Леонид Чадамба. Сын тайги (Повесть)


Под большим мохнатым кедром уютно укрылся шалаш. Трещит костер. Стремительно улетают в черную высь его искорки-звездочки, освещая стволы дремлющих исполинов. Возле костра хлопочет с богатой добычей дня охотник. Одна искра упала ему на руку. От неожиданности и боли чуть не выронил соболью шкурку в огонь. Заворчал про себя:
— Черт возьми! Чуть было огню не пожертвовал! Однако, надо быть осторожнее, всякое, видишь, бывает…
Охотник отодвинулся немного от костра и стал дальше оснимывать тушки соболей и белок. Это был один из известных звероловов Тоджи Бараан Дажырган. За свою долгую жизнь он до тонкостей освоил нелегкое промысловое дело, неоднократно бывал в Москве как участник ВДНХ. Но в большом городе он чувствовал себя неуютно — ему каждый раз хотелось поскорее вернуться в родную тайгу…
Проверяя качество очередной шкурки, Бараан еще раз встряхнул ее. «Славная»,— удовлетворенно отметил он. Тихо падал снег. Снежинки порхали вокруг маленькими бабочками. Поодаль от костра терпеливо лежал верный друг и бывалый «охотник» Костюк. В ожидании ужина собака внимательно следила за действиями хозяина. Держа шкурку одной рукой за нос, другой — за хвост, Бараан продолжал любоваться собольим мехом. Он то и дело встряхивал шкурку, дул в темный ворс, опять встряхивал, всматривался. «Хорош!» — окончательно решил он. Ему казалось, что по блеску шкурка не уступает пламени костра, так же горит, переливается, искрами вспыхивает то тут, то там.

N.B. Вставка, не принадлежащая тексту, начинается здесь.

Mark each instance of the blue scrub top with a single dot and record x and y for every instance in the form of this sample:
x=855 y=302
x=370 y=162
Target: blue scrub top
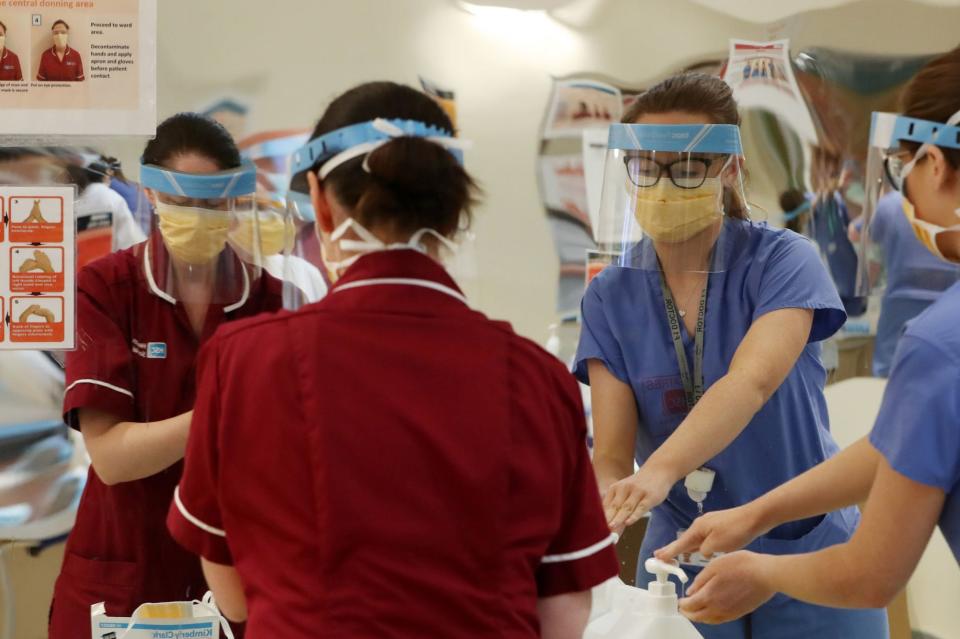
x=828 y=228
x=915 y=277
x=918 y=428
x=625 y=327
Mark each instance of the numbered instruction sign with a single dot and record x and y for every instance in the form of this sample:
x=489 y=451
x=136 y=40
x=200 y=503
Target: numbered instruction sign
x=37 y=268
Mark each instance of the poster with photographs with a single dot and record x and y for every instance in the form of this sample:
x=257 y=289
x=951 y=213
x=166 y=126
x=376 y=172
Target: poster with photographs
x=578 y=105
x=37 y=268
x=78 y=67
x=761 y=76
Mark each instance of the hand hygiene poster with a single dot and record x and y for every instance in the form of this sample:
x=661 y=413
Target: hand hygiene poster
x=78 y=67
x=37 y=266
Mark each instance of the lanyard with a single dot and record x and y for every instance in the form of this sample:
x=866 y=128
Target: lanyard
x=693 y=386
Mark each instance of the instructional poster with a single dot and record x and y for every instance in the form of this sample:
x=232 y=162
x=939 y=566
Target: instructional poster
x=37 y=268
x=78 y=67
x=761 y=76
x=577 y=105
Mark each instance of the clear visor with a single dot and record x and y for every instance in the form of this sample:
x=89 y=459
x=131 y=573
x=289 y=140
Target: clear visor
x=209 y=236
x=671 y=209
x=890 y=253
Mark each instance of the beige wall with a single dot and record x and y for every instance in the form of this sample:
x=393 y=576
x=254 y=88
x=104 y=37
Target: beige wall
x=292 y=56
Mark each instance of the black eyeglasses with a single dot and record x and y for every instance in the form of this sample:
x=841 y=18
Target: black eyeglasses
x=687 y=173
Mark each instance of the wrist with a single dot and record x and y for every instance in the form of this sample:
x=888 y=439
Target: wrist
x=766 y=569
x=663 y=466
x=762 y=515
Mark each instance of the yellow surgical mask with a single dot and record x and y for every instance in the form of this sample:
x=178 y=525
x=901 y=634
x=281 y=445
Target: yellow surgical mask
x=193 y=235
x=667 y=213
x=274 y=235
x=925 y=231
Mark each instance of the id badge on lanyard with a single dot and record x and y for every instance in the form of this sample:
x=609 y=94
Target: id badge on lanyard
x=693 y=385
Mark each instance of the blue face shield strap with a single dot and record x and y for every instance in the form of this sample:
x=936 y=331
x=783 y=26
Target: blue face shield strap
x=237 y=182
x=676 y=138
x=338 y=147
x=280 y=147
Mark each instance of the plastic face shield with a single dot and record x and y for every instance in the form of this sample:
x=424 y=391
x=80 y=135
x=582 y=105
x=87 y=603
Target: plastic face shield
x=336 y=148
x=271 y=153
x=206 y=242
x=888 y=163
x=354 y=143
x=671 y=196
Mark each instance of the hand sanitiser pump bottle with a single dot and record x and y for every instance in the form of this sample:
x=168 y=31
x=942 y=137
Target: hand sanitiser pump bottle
x=623 y=612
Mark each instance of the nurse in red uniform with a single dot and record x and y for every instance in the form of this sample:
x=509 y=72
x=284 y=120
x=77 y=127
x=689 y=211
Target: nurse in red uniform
x=9 y=62
x=142 y=315
x=60 y=63
x=387 y=461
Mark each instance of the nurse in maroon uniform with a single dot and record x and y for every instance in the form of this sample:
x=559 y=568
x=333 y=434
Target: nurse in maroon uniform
x=9 y=62
x=142 y=316
x=387 y=461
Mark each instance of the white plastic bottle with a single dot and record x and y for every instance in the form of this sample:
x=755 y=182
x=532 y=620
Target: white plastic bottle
x=622 y=612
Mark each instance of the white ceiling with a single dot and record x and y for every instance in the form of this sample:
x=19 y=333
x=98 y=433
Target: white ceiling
x=772 y=10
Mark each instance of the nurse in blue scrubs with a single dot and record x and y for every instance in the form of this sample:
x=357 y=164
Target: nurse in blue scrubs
x=909 y=467
x=914 y=277
x=701 y=343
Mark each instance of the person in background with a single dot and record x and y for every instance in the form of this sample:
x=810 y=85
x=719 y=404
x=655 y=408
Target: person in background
x=131 y=192
x=142 y=315
x=914 y=277
x=702 y=347
x=60 y=63
x=425 y=472
x=91 y=175
x=796 y=210
x=908 y=469
x=9 y=62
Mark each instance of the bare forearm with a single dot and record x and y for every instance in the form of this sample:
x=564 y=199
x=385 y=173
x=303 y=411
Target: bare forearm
x=841 y=481
x=227 y=589
x=564 y=616
x=610 y=469
x=128 y=451
x=717 y=419
x=835 y=577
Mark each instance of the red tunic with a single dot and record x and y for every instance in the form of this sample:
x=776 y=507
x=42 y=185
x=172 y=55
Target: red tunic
x=388 y=462
x=135 y=360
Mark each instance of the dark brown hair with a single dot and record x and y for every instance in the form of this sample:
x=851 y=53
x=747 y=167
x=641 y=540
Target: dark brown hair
x=192 y=133
x=694 y=93
x=934 y=94
x=412 y=183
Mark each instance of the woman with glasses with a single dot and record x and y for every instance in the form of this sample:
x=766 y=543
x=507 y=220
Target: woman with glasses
x=908 y=469
x=701 y=344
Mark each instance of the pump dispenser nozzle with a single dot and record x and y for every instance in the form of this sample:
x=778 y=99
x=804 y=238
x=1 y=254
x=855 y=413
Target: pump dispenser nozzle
x=663 y=591
x=699 y=483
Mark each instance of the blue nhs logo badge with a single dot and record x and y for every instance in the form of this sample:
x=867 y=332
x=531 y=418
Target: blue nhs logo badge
x=156 y=350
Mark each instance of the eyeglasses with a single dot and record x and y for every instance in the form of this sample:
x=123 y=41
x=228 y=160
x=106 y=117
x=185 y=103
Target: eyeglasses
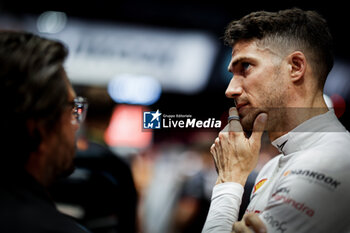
x=80 y=106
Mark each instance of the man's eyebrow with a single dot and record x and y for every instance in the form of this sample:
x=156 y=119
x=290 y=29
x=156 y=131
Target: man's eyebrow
x=236 y=61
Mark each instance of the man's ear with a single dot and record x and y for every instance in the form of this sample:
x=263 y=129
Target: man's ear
x=297 y=64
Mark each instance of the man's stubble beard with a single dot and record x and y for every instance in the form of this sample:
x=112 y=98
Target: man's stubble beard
x=274 y=105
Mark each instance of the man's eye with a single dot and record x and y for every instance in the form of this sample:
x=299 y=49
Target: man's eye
x=245 y=65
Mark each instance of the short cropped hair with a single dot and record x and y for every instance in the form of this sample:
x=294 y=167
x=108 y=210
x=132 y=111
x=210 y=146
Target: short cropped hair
x=32 y=87
x=288 y=30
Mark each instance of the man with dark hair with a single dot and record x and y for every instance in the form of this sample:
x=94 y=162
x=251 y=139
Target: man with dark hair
x=40 y=116
x=280 y=61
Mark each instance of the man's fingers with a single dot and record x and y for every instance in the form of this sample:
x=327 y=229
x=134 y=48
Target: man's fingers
x=234 y=125
x=258 y=128
x=253 y=221
x=240 y=227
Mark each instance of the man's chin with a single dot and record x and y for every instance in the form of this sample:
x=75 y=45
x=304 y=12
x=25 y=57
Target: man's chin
x=67 y=172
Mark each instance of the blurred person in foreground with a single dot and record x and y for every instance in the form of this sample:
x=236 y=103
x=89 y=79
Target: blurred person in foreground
x=280 y=62
x=40 y=117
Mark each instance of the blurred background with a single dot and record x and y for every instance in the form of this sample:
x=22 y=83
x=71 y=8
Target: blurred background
x=132 y=56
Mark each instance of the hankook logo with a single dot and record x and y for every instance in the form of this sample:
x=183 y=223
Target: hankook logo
x=318 y=177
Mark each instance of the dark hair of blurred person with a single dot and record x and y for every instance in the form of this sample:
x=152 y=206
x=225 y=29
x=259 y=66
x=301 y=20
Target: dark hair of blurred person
x=38 y=128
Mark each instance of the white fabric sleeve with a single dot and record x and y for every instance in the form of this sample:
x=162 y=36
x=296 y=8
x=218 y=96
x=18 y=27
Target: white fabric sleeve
x=224 y=207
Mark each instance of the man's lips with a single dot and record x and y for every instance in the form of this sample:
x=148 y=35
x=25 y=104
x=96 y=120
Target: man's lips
x=240 y=106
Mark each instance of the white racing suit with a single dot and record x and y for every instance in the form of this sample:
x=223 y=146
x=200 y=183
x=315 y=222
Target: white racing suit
x=304 y=189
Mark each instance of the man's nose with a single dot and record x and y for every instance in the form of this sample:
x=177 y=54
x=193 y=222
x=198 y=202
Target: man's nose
x=234 y=89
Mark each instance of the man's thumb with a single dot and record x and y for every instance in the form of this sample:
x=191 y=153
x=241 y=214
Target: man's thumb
x=259 y=127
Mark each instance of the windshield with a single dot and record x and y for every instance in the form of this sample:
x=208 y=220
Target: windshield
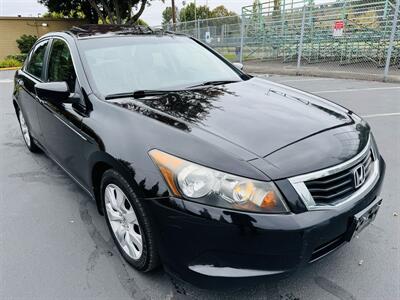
x=127 y=64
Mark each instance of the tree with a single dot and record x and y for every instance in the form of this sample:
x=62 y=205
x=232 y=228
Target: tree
x=25 y=42
x=106 y=11
x=167 y=15
x=221 y=11
x=187 y=13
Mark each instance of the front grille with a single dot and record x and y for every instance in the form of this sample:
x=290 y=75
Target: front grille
x=331 y=189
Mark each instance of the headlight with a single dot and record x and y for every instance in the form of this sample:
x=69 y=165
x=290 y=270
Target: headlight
x=201 y=184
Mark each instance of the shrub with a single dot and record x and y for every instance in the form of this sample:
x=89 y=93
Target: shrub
x=9 y=63
x=25 y=42
x=20 y=57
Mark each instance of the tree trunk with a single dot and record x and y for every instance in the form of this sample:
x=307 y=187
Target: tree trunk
x=138 y=14
x=98 y=11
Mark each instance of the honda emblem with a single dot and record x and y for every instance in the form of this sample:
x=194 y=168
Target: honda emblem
x=359 y=176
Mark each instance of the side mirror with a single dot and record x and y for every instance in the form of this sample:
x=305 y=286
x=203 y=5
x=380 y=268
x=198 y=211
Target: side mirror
x=238 y=66
x=57 y=92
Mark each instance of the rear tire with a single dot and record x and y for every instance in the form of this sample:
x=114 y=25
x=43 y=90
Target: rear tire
x=129 y=222
x=26 y=135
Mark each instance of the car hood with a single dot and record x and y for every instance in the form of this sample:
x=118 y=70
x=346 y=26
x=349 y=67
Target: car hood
x=257 y=115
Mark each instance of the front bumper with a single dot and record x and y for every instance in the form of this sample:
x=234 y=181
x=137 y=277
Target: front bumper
x=211 y=247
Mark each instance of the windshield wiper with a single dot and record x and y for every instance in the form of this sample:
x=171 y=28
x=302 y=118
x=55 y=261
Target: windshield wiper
x=145 y=93
x=215 y=82
x=140 y=94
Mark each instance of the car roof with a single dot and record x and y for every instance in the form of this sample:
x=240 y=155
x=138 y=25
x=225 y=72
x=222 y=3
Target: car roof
x=90 y=31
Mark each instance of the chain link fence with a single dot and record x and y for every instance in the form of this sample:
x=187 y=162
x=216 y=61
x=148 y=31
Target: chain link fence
x=342 y=38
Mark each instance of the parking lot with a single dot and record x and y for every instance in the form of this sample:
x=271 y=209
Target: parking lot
x=54 y=244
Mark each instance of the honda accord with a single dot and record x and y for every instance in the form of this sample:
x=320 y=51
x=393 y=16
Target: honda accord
x=220 y=176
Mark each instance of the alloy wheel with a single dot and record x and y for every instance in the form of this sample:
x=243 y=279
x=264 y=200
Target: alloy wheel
x=123 y=221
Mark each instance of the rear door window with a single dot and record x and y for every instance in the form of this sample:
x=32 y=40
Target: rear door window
x=36 y=61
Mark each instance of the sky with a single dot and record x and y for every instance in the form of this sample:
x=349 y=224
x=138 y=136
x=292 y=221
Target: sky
x=152 y=14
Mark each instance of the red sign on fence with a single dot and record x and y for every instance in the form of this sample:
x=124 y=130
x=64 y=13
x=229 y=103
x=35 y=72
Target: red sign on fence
x=338 y=27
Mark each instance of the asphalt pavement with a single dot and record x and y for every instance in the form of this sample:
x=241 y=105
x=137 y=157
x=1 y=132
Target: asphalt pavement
x=54 y=244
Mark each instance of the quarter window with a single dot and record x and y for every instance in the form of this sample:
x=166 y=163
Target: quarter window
x=35 y=64
x=61 y=67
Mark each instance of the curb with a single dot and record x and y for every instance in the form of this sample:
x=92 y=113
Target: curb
x=10 y=69
x=322 y=73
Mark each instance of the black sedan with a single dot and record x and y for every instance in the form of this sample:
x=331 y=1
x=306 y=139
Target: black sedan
x=219 y=176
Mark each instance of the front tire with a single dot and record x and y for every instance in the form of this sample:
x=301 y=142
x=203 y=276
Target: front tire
x=129 y=223
x=29 y=141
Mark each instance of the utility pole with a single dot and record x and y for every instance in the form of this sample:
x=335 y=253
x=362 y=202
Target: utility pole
x=173 y=14
x=195 y=17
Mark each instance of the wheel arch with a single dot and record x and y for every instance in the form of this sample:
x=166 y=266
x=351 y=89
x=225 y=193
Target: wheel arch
x=101 y=162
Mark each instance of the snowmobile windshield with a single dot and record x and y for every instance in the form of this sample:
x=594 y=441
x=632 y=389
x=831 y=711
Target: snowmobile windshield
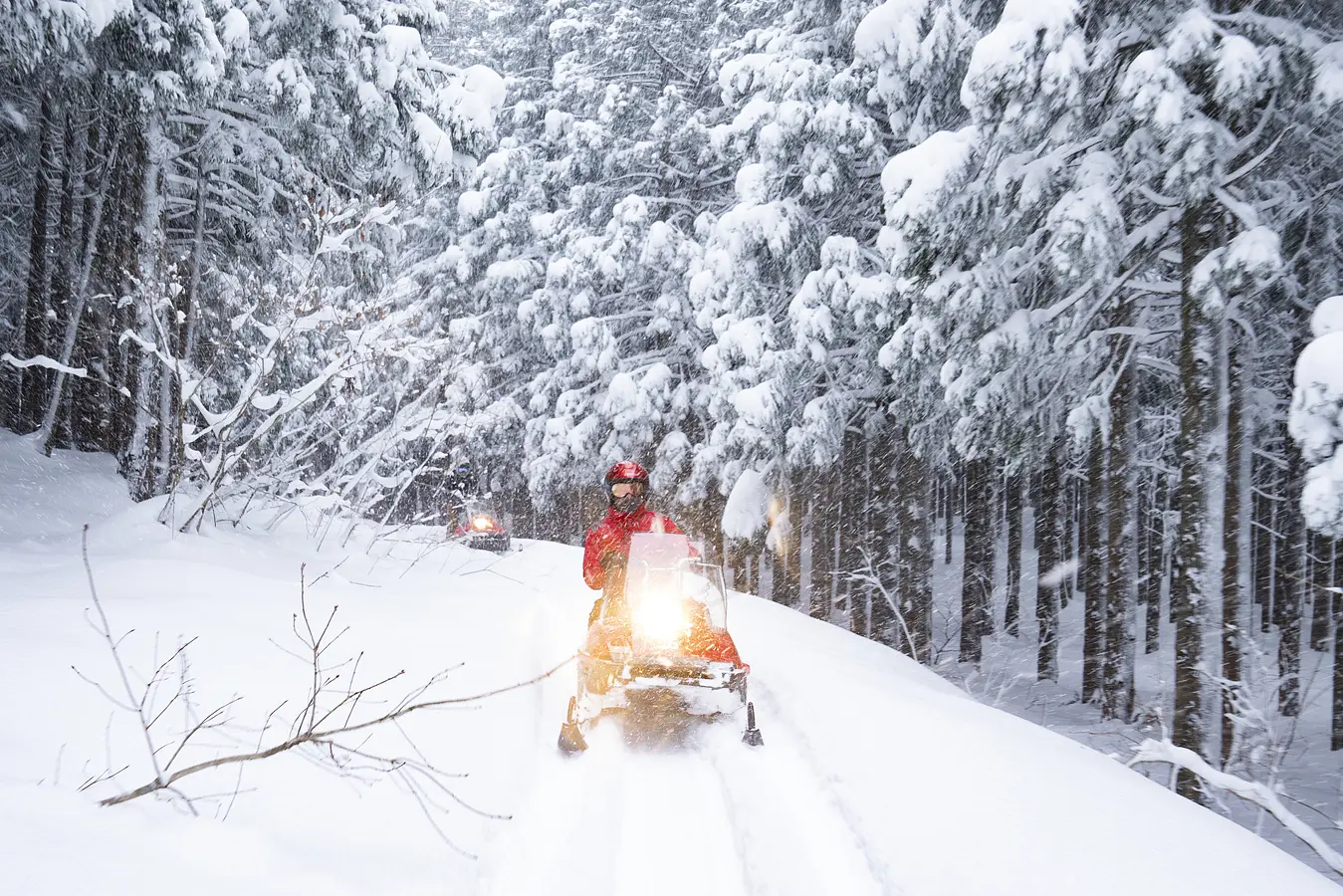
x=669 y=590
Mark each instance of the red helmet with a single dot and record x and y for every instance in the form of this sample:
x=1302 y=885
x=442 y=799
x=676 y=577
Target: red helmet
x=626 y=487
x=626 y=472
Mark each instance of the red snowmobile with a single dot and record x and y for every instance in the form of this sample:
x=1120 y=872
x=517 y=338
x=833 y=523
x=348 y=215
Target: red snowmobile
x=662 y=641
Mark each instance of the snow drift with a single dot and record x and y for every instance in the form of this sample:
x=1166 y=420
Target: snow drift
x=876 y=776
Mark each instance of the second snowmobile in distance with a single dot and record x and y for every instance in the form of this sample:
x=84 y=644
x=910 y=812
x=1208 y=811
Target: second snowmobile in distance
x=661 y=639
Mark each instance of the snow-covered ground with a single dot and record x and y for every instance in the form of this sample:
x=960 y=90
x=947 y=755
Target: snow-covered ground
x=876 y=777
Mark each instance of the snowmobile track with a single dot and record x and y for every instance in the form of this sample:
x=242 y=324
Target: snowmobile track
x=833 y=831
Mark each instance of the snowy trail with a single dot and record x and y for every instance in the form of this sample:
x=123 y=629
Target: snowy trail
x=695 y=810
x=876 y=777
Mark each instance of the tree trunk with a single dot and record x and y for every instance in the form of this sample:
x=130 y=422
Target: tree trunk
x=1264 y=479
x=882 y=468
x=1188 y=585
x=1322 y=608
x=1122 y=479
x=787 y=555
x=1291 y=563
x=951 y=491
x=1233 y=595
x=1014 y=508
x=913 y=527
x=820 y=591
x=1093 y=554
x=1336 y=727
x=37 y=380
x=1154 y=561
x=978 y=580
x=1047 y=543
x=853 y=528
x=1069 y=530
x=81 y=296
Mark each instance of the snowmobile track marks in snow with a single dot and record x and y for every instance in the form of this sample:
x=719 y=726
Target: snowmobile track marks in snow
x=831 y=834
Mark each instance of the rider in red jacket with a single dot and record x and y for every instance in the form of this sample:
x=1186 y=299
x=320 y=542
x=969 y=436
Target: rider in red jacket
x=607 y=547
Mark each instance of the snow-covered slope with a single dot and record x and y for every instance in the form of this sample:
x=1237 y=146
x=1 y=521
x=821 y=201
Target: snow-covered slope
x=876 y=776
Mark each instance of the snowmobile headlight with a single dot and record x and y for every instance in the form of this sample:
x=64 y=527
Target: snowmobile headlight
x=661 y=621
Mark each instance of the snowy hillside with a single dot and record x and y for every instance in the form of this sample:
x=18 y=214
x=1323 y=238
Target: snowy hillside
x=876 y=776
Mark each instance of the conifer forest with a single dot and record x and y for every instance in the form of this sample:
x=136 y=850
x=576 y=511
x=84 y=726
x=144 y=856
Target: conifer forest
x=1007 y=334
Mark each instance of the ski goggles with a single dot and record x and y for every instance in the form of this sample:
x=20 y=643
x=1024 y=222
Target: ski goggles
x=626 y=489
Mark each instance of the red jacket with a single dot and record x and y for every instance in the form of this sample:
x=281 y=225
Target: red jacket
x=612 y=535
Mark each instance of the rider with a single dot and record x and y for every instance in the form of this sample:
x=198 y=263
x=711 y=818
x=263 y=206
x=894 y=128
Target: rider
x=607 y=547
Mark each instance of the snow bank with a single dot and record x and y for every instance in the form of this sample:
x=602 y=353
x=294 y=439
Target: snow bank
x=747 y=511
x=235 y=30
x=1328 y=76
x=1315 y=422
x=1005 y=65
x=1327 y=318
x=876 y=776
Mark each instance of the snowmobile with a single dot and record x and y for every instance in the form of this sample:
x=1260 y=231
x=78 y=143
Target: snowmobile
x=662 y=641
x=477 y=527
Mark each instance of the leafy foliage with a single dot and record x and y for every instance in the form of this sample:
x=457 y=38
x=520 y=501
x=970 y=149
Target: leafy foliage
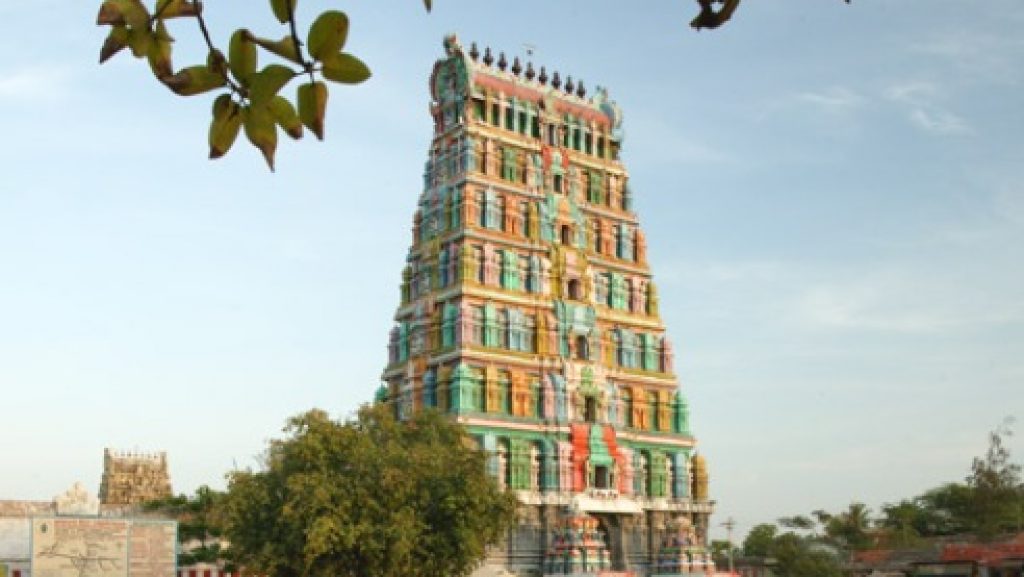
x=990 y=502
x=370 y=497
x=253 y=98
x=995 y=482
x=254 y=101
x=200 y=524
x=797 y=555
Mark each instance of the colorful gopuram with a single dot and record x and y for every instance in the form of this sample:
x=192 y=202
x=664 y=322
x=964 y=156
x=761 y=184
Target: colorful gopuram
x=529 y=315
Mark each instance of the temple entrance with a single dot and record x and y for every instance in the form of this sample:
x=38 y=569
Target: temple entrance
x=610 y=528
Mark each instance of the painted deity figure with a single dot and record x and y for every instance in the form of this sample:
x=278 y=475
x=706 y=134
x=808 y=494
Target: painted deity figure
x=511 y=221
x=538 y=170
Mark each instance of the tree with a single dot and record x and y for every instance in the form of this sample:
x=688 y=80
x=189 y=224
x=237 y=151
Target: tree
x=367 y=497
x=760 y=540
x=849 y=529
x=802 y=557
x=797 y=555
x=251 y=98
x=801 y=522
x=200 y=525
x=995 y=483
x=903 y=523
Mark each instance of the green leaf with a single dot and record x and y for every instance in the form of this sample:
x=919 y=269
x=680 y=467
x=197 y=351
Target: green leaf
x=176 y=8
x=242 y=56
x=345 y=68
x=194 y=80
x=224 y=126
x=286 y=117
x=328 y=34
x=131 y=12
x=116 y=41
x=280 y=8
x=160 y=52
x=266 y=83
x=262 y=131
x=216 y=62
x=312 y=107
x=139 y=40
x=284 y=47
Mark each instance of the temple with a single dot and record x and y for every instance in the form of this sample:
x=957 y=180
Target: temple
x=529 y=315
x=132 y=479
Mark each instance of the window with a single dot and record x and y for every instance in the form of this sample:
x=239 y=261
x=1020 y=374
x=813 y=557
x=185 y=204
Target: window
x=478 y=260
x=583 y=347
x=590 y=409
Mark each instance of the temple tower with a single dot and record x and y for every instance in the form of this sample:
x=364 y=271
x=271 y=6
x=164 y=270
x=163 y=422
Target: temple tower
x=131 y=479
x=529 y=315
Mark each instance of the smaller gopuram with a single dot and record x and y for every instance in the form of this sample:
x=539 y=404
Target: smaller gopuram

— Ну и шкурка, ну и красота! — радовался бывалый охотник. — Спасибо тебе, родная тайга!
Но его слушатели — древние могучие кедры — оставались молчаливыми и безучастными, погруженными в сон и снег.
Неожиданно хрустнуло. Не выпуская из рук соболя, Бараан стал вглядываться в ту сторону, откуда послышался звук. Темнота была черной, непроглядной, только валил хлопьями снег. Наконец обозначился силуэт человека, с ног до головы облепленного снегом. «Будто в муке обваляли», — подумал Бараан. Следом выскочила собака и, радостно виляя хвостом, устремилась к костру.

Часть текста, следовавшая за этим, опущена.